The law is a vast field that covers a variety of topics. From property law to family law, there is a number of disciplines in which a solicitor can practice and study their expertise.

 

Criminal law happens to be a niche all unto itself. Any incident that threatens the safety of an individual or harms the welfare of a person can be classified under this statute.

 

There are many elements that are involved in this category. Here we will outline the objectives, types and cases for the defence for criminal law.

Objectives

 

From misdemeanour crimes that are dealt with by a small fine all the way up to capital punishment, there is a wide spectrum of offences that fall under criminal law. The objective will also vary and be a result of the nature of the incident and the past record of the defendant.

 

Five central objectives are noted: retribution, deterrence, incapacitation, rehabilitation and restoration. At one end of the scale is retribution whereby the objective is to punish the defendant for the crime they have be found guilty of committing.

 

This slides down to cases of rehabilitation whereby the offender is given the opportunity to reform and reintegrate themselves back into society to contribute towards the community in a positive way.

Types

 

Criminal law is a varied practice but can be broken down into two central categories: a misdemeanour or a felony. A misdemeanour is a scenario that is the lowest possible grade in events of criminal law. It will occur for incidents such as a petty theft, traffic violations or a minor assault. This will usually see a maximum sentence reach 12 months in prison.

 

A felony is in serious events where a major crime has been committed.
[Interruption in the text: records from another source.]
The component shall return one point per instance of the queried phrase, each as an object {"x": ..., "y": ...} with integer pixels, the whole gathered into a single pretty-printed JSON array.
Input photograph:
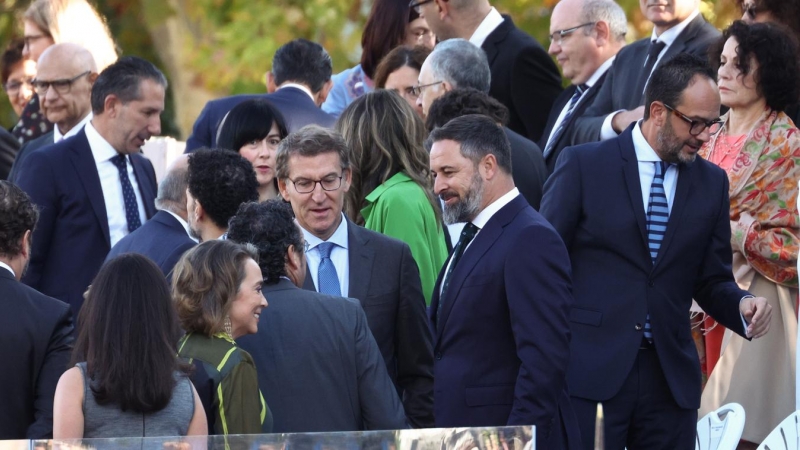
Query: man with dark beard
[
  {"x": 647, "y": 228},
  {"x": 500, "y": 305}
]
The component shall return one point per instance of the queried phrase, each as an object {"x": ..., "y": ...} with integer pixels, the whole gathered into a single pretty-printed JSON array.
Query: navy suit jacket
[
  {"x": 36, "y": 337},
  {"x": 502, "y": 341},
  {"x": 384, "y": 278},
  {"x": 71, "y": 239},
  {"x": 162, "y": 239},
  {"x": 594, "y": 200},
  {"x": 296, "y": 106},
  {"x": 319, "y": 367},
  {"x": 524, "y": 78}
]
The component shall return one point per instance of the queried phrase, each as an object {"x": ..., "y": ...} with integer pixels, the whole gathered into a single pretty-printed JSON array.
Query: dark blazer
[
  {"x": 319, "y": 367},
  {"x": 385, "y": 279},
  {"x": 617, "y": 92},
  {"x": 71, "y": 239},
  {"x": 527, "y": 167},
  {"x": 27, "y": 149},
  {"x": 594, "y": 200},
  {"x": 162, "y": 239},
  {"x": 296, "y": 106},
  {"x": 502, "y": 346},
  {"x": 565, "y": 139},
  {"x": 36, "y": 337},
  {"x": 524, "y": 78}
]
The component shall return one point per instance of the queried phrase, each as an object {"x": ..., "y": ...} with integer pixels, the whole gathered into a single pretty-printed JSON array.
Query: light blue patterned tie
[
  {"x": 657, "y": 218},
  {"x": 326, "y": 274}
]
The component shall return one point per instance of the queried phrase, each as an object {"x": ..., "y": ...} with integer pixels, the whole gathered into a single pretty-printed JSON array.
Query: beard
[{"x": 466, "y": 208}]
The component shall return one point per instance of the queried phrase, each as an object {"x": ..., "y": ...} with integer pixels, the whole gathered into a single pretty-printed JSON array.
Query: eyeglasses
[
  {"x": 417, "y": 90},
  {"x": 696, "y": 126},
  {"x": 415, "y": 4},
  {"x": 559, "y": 35},
  {"x": 305, "y": 186},
  {"x": 61, "y": 86}
]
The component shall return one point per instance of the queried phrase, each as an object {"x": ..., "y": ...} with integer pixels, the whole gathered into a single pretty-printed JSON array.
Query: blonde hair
[{"x": 75, "y": 21}]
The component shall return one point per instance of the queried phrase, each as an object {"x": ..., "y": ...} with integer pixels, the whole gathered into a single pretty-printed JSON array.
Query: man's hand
[{"x": 757, "y": 312}]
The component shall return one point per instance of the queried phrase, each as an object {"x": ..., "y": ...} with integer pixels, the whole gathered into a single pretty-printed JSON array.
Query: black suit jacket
[
  {"x": 594, "y": 200},
  {"x": 36, "y": 336},
  {"x": 162, "y": 239},
  {"x": 524, "y": 78},
  {"x": 71, "y": 239},
  {"x": 385, "y": 279},
  {"x": 618, "y": 93},
  {"x": 296, "y": 106},
  {"x": 319, "y": 367},
  {"x": 566, "y": 137}
]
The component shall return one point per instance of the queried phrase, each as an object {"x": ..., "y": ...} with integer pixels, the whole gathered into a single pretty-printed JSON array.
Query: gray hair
[
  {"x": 607, "y": 11},
  {"x": 460, "y": 63}
]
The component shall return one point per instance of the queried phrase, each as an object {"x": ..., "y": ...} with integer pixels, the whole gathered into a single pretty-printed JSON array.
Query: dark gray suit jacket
[
  {"x": 319, "y": 367},
  {"x": 617, "y": 94},
  {"x": 384, "y": 277}
]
From rape to robbery, manslaughter, murder or drug dealing, this will see the defendant facing years, a life sentence or even a capital punishment depending on local jurisdiction.

 

Strict liability offences and inchoate offences are minor cases that also fall under the category of criminal law.

Cases For The Defence

 

The most common forms of defence will be in cases duress or self-defence. Lawyers can plead any number of reasons for why their client acted in the manner they did, and this could include any of the following:

 

  • Necessity
  • Mistake of law or mistake of fact
  • Intoxication
  • Insanity
  • Defence of others or defence of property

 

The mens rea is a statute that will take into account the mental state of the defendant whilst the actus reus speaks to the type of criminal offence that has been committed.